I guess the following inequality
$$ \sum_{i=1}^n g \left (\frac{-p_i \log p_i}{H(\boldsymbol{p})} \right ) \le \sum_{i=1}^n g (p_i)$$
holds for any continuous convex function $g$ and any probability vector $\boldsymbol{p}=(p_1,\dots,p_n)\ge 0$ with $\sum_{i=1}^np_i=1$ where $H(\boldsymbol{p})=-\sum_{i=1}^n p_i\log p_i $ denotes the Shannon entropy of the probability distrbution $\boldsymbol{p}$. This is equivalent to that the following majorization relation holds
$$ \frac{-\boldsymbol{p}\log \boldsymbol{p}}{H(\boldsymbol{p})} \prec \boldsymbol{p}.$$
I already have a proof for the case where all probabilities are less than $e^{-1}$, but the general case where one or two of the probabilities can be larger than $e^{-1}$ has remained unsolved so far.

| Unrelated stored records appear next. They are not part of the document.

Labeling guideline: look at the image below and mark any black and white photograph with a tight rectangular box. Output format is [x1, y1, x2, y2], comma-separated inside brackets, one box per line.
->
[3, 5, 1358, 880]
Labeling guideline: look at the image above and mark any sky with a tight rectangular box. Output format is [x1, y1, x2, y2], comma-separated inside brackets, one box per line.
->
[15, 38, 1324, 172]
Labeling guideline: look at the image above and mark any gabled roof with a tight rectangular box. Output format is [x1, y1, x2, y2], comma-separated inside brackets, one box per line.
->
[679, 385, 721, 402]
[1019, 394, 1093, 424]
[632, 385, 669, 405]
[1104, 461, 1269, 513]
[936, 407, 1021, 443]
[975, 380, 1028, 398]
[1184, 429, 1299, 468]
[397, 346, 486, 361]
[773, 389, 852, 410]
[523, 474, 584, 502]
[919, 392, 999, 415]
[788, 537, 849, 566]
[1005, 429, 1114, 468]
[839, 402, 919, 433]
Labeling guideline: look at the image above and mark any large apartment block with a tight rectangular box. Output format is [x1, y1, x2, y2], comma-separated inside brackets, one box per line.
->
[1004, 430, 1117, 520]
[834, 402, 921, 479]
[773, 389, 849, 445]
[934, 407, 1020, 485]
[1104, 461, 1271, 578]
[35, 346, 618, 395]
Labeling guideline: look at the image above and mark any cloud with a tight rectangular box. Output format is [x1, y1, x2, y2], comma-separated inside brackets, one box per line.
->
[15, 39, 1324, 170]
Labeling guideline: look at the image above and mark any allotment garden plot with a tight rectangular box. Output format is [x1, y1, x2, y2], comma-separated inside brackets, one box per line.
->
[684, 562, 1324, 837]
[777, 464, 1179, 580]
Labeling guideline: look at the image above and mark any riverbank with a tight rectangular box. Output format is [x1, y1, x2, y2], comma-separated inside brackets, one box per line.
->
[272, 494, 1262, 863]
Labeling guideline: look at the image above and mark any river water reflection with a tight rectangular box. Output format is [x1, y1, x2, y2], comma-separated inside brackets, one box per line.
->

The conjecture was numerically checked for $n=2, 3, 4$.
The problem may be of a particular theoretical interest because it seems not easy to obtain it using the existing procedures of generating majorization relations, as $-x\log x$ is not monotone.
The problem was first asked in this MSE question, and even after offering a bounty, I had no progress in approaching a full proof or constructing a counterexample (more details, related results and questions, and my past attempts can be found in that question).